CUSUM, or cumulative sum is used for detecting and monitoring change detection. Let us introduce a measurable space (Ω, F), where Ω = R∞, F = ∪nFn and Fn = σ{Yi, i ∈ {0, 1, …, n}}. The law of the sequence Yi, i = 1, …., is defined by the family of probability measures {Pv}, v ∈ N*. In other words, the probability measure Pv for a given v > 0, playing the role of the change point, is the measure generated on Ω by the sequence Yi, i = 1, … , when the distribution of the Yi’s changes at time v. The probability measures P0 and P∞ are the measures generated on Ω by the random variables Yi when they have an identical distribution. In other words, the system defined by the sequence Yi undergoes a “regime change” from the distribution P0 to the distribution P∞ at the change point time v.

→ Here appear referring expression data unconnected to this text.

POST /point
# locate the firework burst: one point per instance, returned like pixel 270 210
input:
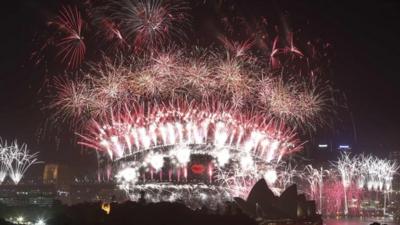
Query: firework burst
pixel 71 46
pixel 152 23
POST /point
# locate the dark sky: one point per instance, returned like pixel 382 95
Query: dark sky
pixel 365 66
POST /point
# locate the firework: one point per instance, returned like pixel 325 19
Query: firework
pixel 151 23
pixel 315 178
pixel 221 115
pixel 300 103
pixel 4 160
pixel 17 160
pixel 368 172
pixel 71 46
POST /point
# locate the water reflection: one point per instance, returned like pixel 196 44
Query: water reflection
pixel 357 221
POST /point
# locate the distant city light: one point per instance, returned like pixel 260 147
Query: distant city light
pixel 40 222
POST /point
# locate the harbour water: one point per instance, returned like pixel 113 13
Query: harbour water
pixel 358 221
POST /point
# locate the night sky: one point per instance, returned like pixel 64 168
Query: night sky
pixel 365 67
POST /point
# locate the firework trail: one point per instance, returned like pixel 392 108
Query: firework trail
pixel 71 46
pixel 151 113
pixel 151 23
pixel 17 160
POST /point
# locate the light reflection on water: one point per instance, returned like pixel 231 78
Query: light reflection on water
pixel 357 221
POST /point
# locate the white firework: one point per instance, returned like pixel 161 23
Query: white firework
pixel 17 160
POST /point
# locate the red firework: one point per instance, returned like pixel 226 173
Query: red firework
pixel 71 47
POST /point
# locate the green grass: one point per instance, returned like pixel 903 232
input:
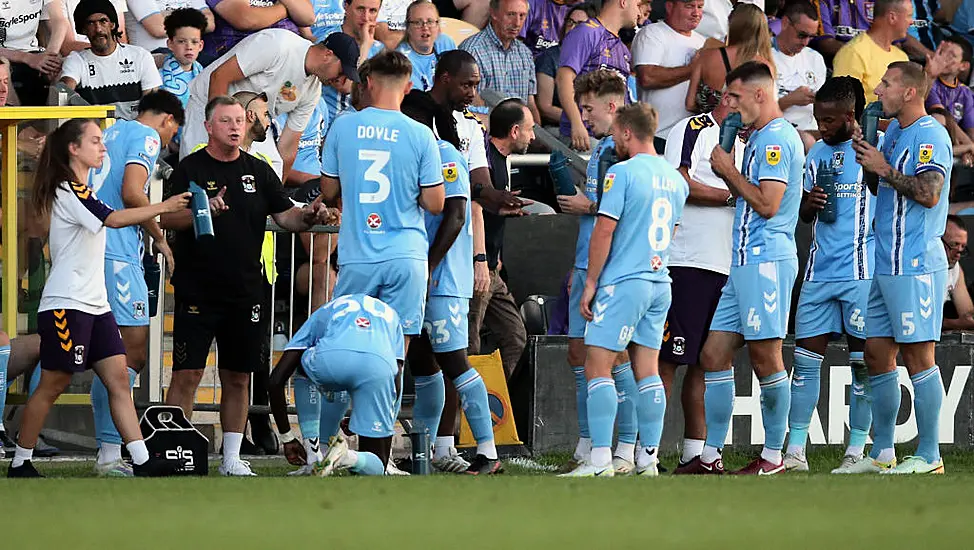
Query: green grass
pixel 520 509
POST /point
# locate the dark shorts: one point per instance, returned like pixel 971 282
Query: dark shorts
pixel 696 293
pixel 240 335
pixel 73 341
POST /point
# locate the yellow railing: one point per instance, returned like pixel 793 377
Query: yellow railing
pixel 10 117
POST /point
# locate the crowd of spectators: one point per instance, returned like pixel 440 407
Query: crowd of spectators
pixel 673 54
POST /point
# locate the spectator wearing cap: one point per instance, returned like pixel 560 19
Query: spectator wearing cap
pixel 237 19
pixel 31 68
pixel 109 72
pixel 360 24
pixel 958 295
pixel 592 45
pixel 547 66
pixel 506 64
pixel 867 56
pixel 145 21
pixel 801 70
pixel 662 54
pixel 545 24
pixel 288 69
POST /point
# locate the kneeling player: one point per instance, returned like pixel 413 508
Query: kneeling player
pixel 835 291
pixel 443 342
pixel 353 343
pixel 627 288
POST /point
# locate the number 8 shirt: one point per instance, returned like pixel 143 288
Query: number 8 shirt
pixel 634 287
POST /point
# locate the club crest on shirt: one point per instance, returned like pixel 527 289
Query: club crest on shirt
pixel 249 183
pixel 838 160
pixel 450 173
pixel 288 92
pixel 151 145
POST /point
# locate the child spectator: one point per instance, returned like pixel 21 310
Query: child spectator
pixel 185 28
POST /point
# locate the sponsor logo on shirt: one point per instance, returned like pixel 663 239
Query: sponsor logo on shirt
pixel 450 172
pixel 288 92
pixel 249 183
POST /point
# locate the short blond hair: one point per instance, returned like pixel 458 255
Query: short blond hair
pixel 640 118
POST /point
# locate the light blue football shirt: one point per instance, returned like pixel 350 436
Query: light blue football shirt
pixel 382 158
pixel 454 275
pixel 128 142
pixel 645 195
pixel 354 322
pixel 586 222
pixel 907 233
pixel 776 153
pixel 841 250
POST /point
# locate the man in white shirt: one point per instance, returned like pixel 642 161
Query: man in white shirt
pixel 145 17
pixel 700 258
pixel 288 69
pixel 662 53
pixel 109 73
pixel 801 70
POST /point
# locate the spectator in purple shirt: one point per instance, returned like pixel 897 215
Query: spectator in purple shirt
pixel 237 19
pixel 592 45
pixel 546 19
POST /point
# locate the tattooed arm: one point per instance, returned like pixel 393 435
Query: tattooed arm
pixel 924 188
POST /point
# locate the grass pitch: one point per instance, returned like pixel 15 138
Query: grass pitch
pixel 520 509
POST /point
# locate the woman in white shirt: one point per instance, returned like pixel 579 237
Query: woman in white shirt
pixel 75 322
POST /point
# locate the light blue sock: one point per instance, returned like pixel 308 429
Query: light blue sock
pixel 804 395
pixel 581 400
pixel 105 431
pixel 651 406
pixel 35 380
pixel 430 396
pixel 334 405
pixel 368 465
pixel 718 399
pixel 885 391
pixel 626 390
pixel 928 396
pixel 860 410
pixel 473 400
pixel 602 405
pixel 307 403
pixel 4 359
pixel 775 404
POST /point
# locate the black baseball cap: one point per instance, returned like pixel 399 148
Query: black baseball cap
pixel 347 50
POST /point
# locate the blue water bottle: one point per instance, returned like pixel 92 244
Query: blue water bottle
pixel 200 203
pixel 152 271
pixel 729 130
pixel 825 179
pixel 870 122
pixel 561 174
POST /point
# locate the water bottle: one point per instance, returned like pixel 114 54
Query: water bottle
pixel 825 179
pixel 152 271
pixel 728 131
pixel 561 174
pixel 870 122
pixel 200 203
pixel 421 445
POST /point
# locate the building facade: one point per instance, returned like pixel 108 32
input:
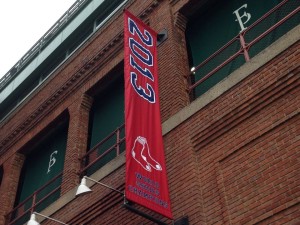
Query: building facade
pixel 229 97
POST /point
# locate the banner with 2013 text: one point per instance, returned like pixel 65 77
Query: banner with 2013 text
pixel 146 176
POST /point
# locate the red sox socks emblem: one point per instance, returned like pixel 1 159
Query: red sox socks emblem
pixel 141 153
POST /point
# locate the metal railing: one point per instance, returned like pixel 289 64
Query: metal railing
pixel 43 41
pixel 245 46
pixel 37 201
pixel 107 149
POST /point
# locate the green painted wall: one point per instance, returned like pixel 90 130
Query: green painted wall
pixel 107 115
pixel 43 163
pixel 217 25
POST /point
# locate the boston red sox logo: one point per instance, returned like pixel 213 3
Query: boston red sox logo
pixel 141 153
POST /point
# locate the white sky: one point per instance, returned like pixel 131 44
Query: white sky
pixel 23 23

The CUSUM (cumulative sum control chart) statistic is defined as the maximum of the log-likelihood ratio of the measure Pv to the measure P∞ on the σ-algebra Fn. That is,
Cn := max0≤v≤n log dPv/dP∞|Fn —– (1)
is the CUSUM statistic on the σ-algebra Fn. The CUSUM statistic process is then the collection of the CUSUM statistics {Cn} of (1) for n = 1, ….
The CUSUM stopping rule is then
T(h) := inf {n ≥ 0: max0≤v≤n log dPv/dP∞|Fn ≥ h} —– (2)

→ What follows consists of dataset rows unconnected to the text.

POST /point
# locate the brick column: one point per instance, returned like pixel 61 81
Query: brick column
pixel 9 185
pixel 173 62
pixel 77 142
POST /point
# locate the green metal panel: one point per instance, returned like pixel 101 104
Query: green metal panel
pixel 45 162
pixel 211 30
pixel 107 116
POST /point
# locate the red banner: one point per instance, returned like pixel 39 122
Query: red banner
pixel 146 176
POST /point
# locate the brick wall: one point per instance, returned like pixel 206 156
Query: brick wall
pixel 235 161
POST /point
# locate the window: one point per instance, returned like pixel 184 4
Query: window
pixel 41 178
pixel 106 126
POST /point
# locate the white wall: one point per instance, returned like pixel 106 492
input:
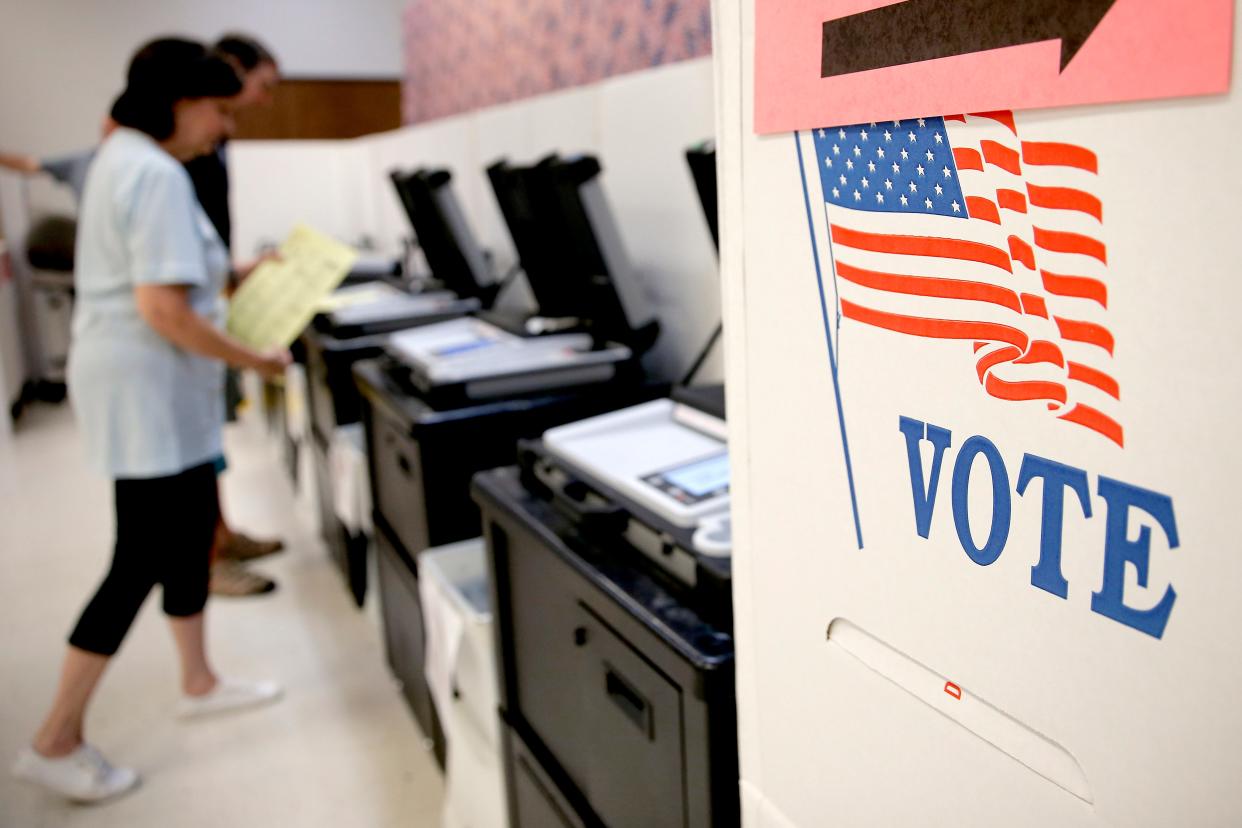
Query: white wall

for some threshold h > 0. In the CUSUM stopping rule (2), the CUSUM statistic process of (1) is initialized at
C0 = 0 —– (3)
The CUSUM statistic process was first introduced by E. S. Page in the form that it takes when the sequence of random variables Yi is independent and Gaussian; that is, Yi ∼ N(μ, 1), i = 1, 2,…, with μ = μ0 for i < 𝜈 and μ = μ1 for i ≥ 𝜈. Since its introduction by Page, the CUSUM statistic process of (1) and its associated CUSUM stopping time of (2) have been used in a plethora of applications where it is of interest to perform detection of abrupt changes in the statistical behavior of observations in real time. Examples of such applications are signal processing, monitoring the outbreak of an epidemic, financial surveillance, and computer vision. The popularity of the CUSUM stopping time (2) is mainly due to its low complexity and optimality properties in both discrete and continuous time models.
Let Yi ∼ N(μ0, σ2) that change to Yi ∼ N(μ1, σ2) at the change point time v. We now proceed to derive the form of the CUSUM statistic process (1) and its associated CUSUM stopping time (2). Let us denote by φ(x) = 1/√2π e-x2/2 the Gaussian kernel. For the sequence of random variables Yi given earlier,
Cn := max0≤v≤n log dPv/dP∞|Fn
= max0≤v≤n log (∏i=1v-1φ(Yi-μ0)/σ ∏i=vnφ(Yi-μ1)/σ)/∏i=1nφ(Yi-μ0)/σ
= 1/σ2max0≤v≤n (μ1 – μ0)∑i=vn[Yi – (μ1 + μ0)/2] —– (4)
In view of (3), let us initialize the sequence (4) at Y0 = (μ1 + μ0)/2 and distinguish two cases.
a) μ1 > μ0: divide out (μ1 – μ0), multiply by the constant σ2 in (4) and use (2) to obtain CUSUM stopping T+:
T+(h+) = inf {n ≥ 0: max0≤v≤n ∑i=vn[Yi – (μ1 + μ0)/2] ≥ h+} —– (5)
for an appropriately scaled threshold h+ > 0.
b) μ1 < μ0: divide out (μ1 – μ0), multiply by the constant σ2 in (4) and use (2) to obtain CUSUM stopping T–:
T–(h–) = inf {n ≥ 0: max0≤v≤n ∑i=vn[(μ1 + μ0)/2 – Yi] ≥ h–} —– (6)
for an appropriately scaled threshold h– > 0.
The sequences form a CUSUM according to the deviation of the monitored sequential observations from the average of their pre- and postchange means. Although the stopping times (5) and (6) can be derived by formal CUSUM regime change considerations, they may also be used as general nonparametric stopping rules directly applied to sequential observations.